Russian buyer snaps up £2.7m decoration that was worn by the tsar

A diamond-encrusted military decoration once worn by Russian tsars and their families sold yesterday for a record £2.7m to a private Russian collector.

The Order of St Andrew, dating from 1800 and from the Russian crown jewels, fetched more than four times its estimate of £600,000, setting a new record for any Order at auction.

The 45-carat diamond, measuring 130mm, and weighing 161g, was created to demonstrate the power and wealth of the Russian royals in the early 19th century.

Rosie Innes-Ker, head of Russian art at Sotheby's in London, said she was "absolutely thrilled" with the selling price. The badge, described as a "highly important" piece, would return to Russia with the unnamed buyer.

"It is of great historical importance and we are delighted to say that it was acquired by a Russian private collector who will return it to Russia," she said. The sale represents an increasingly strong market in Russian art and jewellery which has seen a great rise in prices during the past 12 months. There has been a 32 per cent rise in sales this year compared with the total made in the first six months of last year. In 2007, sales of Russia art reached £89.6m.

Commenting on the growth, Jo Vickery, senior director at Sotheby's, said: "This demonstrates the continued growth in this strong market, further supported by an influx of new buyers and collectors from Russia and the CIS," she said.

A spokesman added that, between 2003 and 2007, sales of Russian art had attracted more than 100 new buyers each year from across the globe with buyers from 58 different countries.

The Order bears a finely enamelled figure of the saint on a cross with diamond borders and the letters, SAPR, supported by a crowned double-headed eagle formed of diamonds, with ruby eyes and gold beak and claws.

In spite of its use by the tsar and his family for state occasions, it was given to various foreign rulers who had shown particular favour to the Russian empire.

The badge was among a number of sumptuous pieces commissioned during the reign of Paul I or in the early years of his successor, Alexander I, and has had an illustrious history, worn by the good and the great of Russian nobility.
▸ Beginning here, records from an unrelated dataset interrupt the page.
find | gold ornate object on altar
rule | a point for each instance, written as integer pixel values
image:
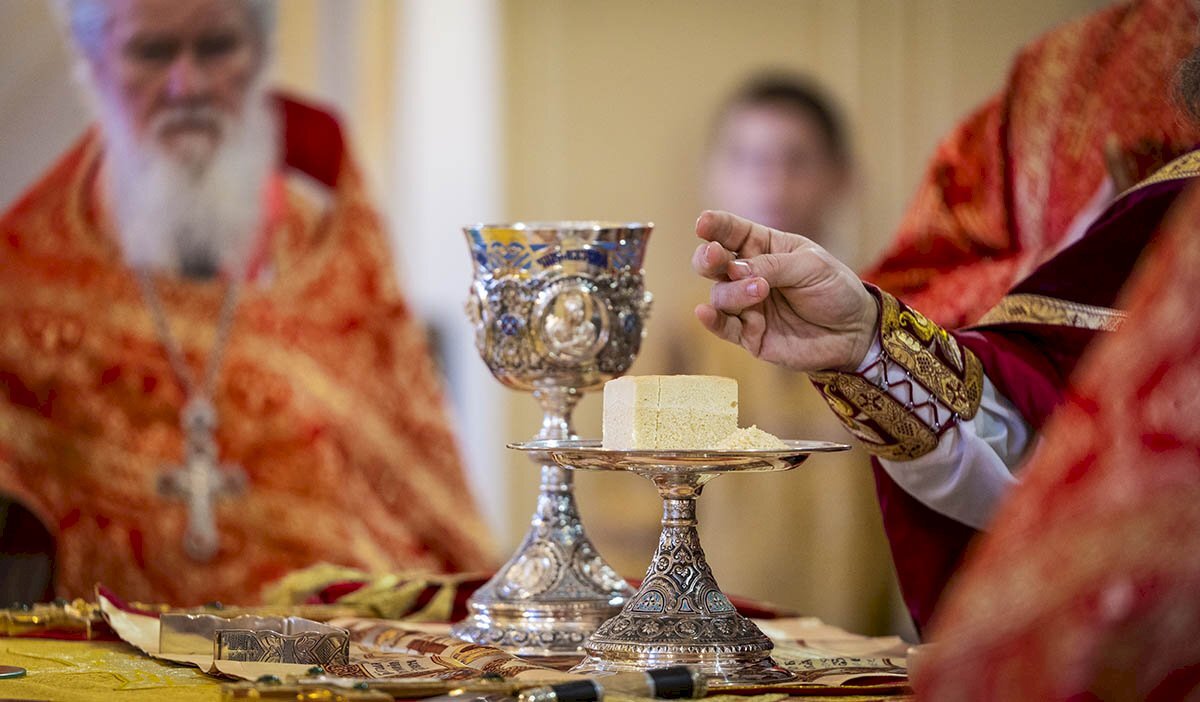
(681, 616)
(558, 309)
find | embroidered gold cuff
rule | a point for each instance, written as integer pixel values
(930, 357)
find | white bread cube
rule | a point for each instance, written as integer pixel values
(669, 412)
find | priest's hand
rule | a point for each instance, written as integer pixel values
(781, 297)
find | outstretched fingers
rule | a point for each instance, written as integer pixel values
(711, 261)
(733, 297)
(726, 327)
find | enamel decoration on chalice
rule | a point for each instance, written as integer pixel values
(558, 309)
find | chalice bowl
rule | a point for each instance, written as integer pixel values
(558, 309)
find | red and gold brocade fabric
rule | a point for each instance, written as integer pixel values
(1005, 189)
(1030, 361)
(1089, 586)
(328, 396)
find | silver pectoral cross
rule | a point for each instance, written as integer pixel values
(201, 479)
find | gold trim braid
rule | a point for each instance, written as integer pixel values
(1186, 166)
(931, 358)
(1027, 309)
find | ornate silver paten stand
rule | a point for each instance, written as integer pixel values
(679, 616)
(558, 307)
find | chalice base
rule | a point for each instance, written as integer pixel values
(553, 592)
(532, 631)
(745, 667)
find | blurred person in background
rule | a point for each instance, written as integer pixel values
(1085, 114)
(952, 417)
(779, 151)
(209, 376)
(779, 156)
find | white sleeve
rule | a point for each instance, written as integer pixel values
(971, 469)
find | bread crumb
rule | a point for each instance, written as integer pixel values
(750, 438)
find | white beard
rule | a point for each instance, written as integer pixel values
(193, 214)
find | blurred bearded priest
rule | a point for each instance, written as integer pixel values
(209, 376)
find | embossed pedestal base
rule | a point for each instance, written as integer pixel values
(681, 616)
(555, 592)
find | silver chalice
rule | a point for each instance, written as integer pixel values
(558, 309)
(681, 616)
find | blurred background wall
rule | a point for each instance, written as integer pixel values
(466, 111)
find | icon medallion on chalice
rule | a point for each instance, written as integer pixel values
(558, 309)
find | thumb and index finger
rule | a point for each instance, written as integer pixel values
(737, 250)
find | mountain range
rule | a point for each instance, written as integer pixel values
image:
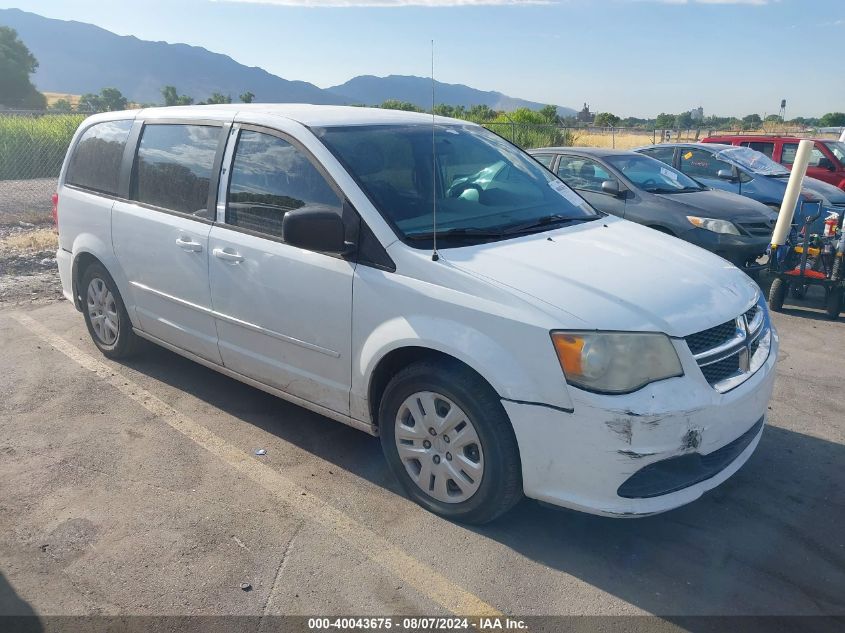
(77, 58)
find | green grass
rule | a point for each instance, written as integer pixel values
(35, 146)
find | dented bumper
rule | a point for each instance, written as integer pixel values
(646, 452)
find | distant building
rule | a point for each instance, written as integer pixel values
(585, 116)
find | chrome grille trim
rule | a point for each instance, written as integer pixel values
(738, 356)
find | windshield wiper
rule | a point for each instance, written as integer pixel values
(681, 190)
(498, 232)
(456, 233)
(543, 223)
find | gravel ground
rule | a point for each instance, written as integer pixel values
(26, 196)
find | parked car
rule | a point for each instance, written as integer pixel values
(521, 343)
(827, 160)
(746, 172)
(646, 191)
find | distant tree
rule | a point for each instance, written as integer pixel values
(395, 104)
(549, 113)
(16, 65)
(833, 119)
(172, 97)
(664, 121)
(606, 119)
(90, 102)
(109, 100)
(112, 99)
(481, 113)
(61, 105)
(751, 121)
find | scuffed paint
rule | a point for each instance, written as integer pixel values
(635, 454)
(691, 440)
(622, 428)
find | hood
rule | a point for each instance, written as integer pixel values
(611, 274)
(722, 205)
(831, 194)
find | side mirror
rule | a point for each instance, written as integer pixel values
(315, 228)
(611, 187)
(826, 163)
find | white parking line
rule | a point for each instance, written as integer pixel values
(413, 572)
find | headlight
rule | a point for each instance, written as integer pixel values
(615, 362)
(709, 224)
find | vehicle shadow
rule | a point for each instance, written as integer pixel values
(16, 614)
(769, 541)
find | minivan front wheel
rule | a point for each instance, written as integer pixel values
(448, 440)
(105, 314)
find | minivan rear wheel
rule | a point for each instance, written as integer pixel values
(105, 314)
(450, 443)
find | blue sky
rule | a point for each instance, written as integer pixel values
(630, 57)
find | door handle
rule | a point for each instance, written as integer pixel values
(188, 245)
(228, 255)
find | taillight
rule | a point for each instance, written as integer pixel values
(55, 199)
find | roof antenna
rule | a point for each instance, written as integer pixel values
(434, 255)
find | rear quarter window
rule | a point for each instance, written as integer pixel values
(96, 158)
(173, 167)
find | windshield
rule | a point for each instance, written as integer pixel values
(482, 185)
(752, 161)
(652, 175)
(838, 149)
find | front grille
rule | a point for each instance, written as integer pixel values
(751, 313)
(756, 228)
(727, 353)
(713, 337)
(720, 370)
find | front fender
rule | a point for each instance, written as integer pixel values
(90, 244)
(525, 377)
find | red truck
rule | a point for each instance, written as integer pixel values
(827, 161)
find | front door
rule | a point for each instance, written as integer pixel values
(586, 176)
(284, 314)
(160, 237)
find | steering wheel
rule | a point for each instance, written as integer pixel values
(456, 190)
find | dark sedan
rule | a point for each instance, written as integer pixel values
(646, 191)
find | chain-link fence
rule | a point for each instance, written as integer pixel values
(32, 148)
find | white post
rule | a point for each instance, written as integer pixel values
(793, 190)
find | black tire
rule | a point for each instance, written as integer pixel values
(833, 305)
(126, 342)
(501, 481)
(777, 293)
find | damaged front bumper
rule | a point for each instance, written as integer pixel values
(642, 453)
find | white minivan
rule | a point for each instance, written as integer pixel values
(425, 281)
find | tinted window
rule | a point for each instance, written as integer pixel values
(95, 163)
(173, 167)
(476, 180)
(663, 154)
(701, 164)
(269, 178)
(791, 149)
(582, 173)
(765, 148)
(652, 175)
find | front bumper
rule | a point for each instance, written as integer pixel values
(737, 249)
(582, 460)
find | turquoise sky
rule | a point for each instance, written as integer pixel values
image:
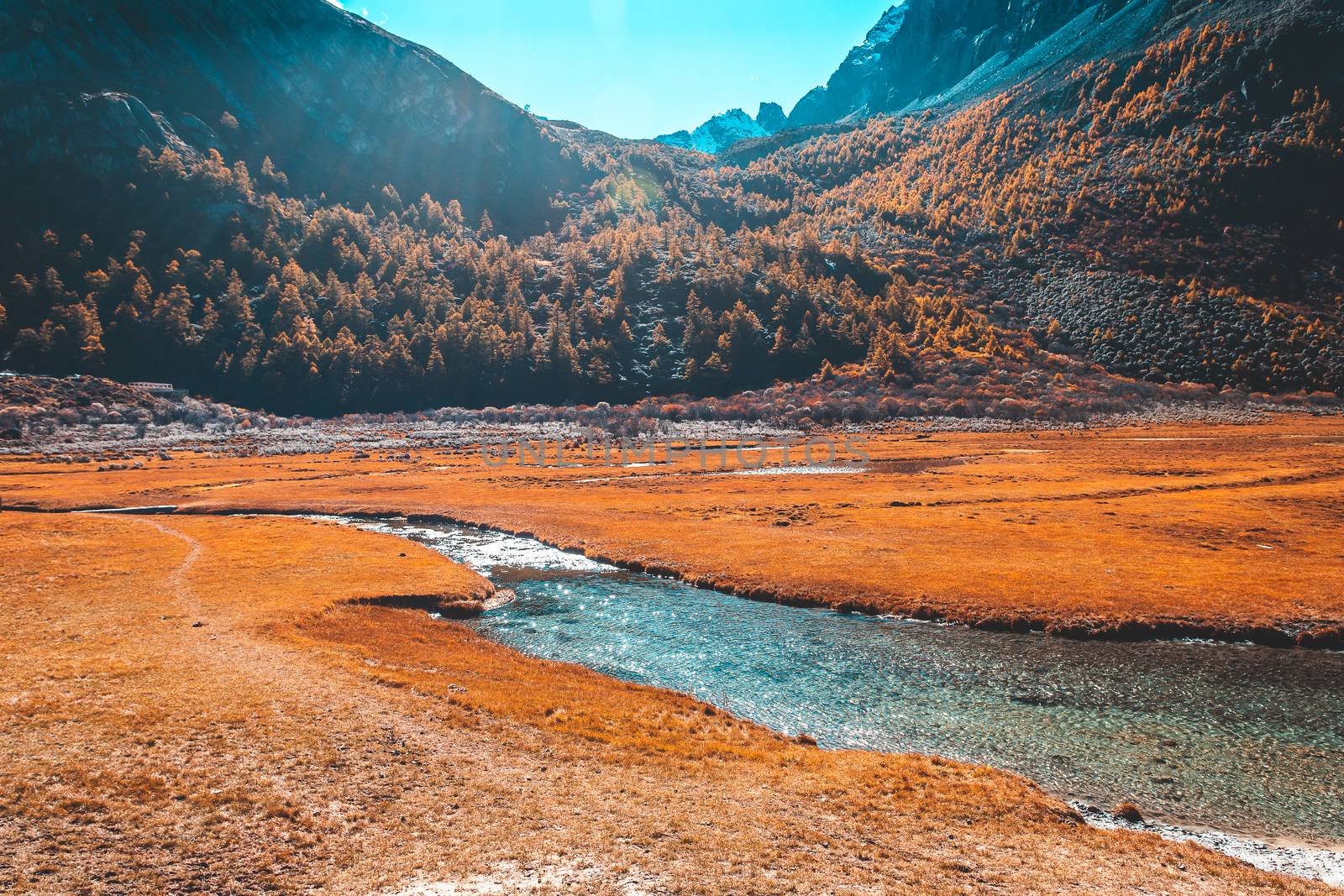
(636, 67)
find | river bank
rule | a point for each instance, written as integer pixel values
(218, 705)
(1233, 747)
(1223, 532)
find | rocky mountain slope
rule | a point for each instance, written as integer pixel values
(340, 105)
(1158, 202)
(729, 128)
(931, 53)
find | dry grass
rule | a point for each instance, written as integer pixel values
(199, 703)
(1226, 531)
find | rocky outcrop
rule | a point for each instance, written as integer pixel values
(338, 103)
(925, 53)
(772, 117)
(922, 53)
(727, 128)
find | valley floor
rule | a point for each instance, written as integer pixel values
(228, 705)
(1214, 531)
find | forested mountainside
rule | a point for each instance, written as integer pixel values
(338, 103)
(1171, 212)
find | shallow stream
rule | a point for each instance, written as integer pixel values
(1234, 738)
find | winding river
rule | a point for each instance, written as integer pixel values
(1241, 739)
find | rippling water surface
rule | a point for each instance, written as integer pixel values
(1236, 738)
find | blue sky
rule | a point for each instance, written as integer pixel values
(636, 67)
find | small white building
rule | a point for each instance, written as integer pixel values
(156, 389)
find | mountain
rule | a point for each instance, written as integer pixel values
(1090, 208)
(727, 128)
(929, 53)
(338, 103)
(924, 53)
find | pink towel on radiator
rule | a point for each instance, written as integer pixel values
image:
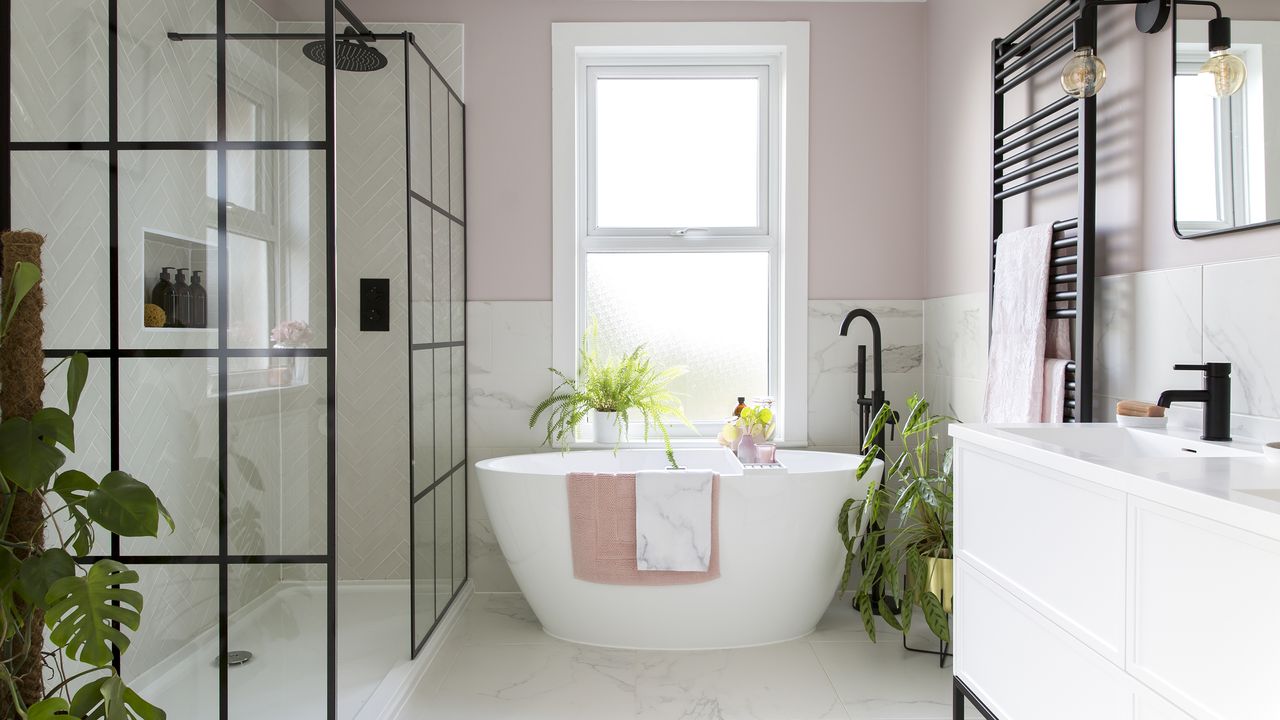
(602, 518)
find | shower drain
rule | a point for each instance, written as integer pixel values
(237, 657)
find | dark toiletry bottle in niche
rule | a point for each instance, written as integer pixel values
(182, 291)
(163, 296)
(199, 301)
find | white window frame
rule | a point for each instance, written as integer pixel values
(780, 51)
(762, 68)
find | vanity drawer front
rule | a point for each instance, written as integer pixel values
(1203, 620)
(1052, 540)
(1025, 668)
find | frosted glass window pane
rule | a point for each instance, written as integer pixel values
(677, 153)
(705, 311)
(1196, 151)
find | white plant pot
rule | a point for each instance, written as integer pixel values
(604, 428)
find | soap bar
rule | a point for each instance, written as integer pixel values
(1139, 409)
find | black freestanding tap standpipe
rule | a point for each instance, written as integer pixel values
(869, 408)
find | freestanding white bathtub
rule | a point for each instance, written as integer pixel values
(780, 552)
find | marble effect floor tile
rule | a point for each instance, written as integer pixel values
(497, 664)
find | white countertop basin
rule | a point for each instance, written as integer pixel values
(1114, 441)
(1230, 482)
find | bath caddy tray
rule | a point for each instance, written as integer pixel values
(764, 469)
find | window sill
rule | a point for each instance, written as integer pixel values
(677, 443)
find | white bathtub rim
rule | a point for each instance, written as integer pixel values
(489, 464)
(709, 648)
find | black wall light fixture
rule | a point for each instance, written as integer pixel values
(1086, 73)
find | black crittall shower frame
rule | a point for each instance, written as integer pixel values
(113, 146)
When Alexander's favourite sister and confidante, the grand duchess, Catherine Pavlovna, married Duke George of Oldenburg in 1809, the tsar conferred the diamond insignia upon the newly married Duke and gave him the added title of "Imperial Highness". It has since then, been passed down the Tsar's descendants.

The badge's sale comes at the end of three days of Russian artwork auctions at Sotheby's.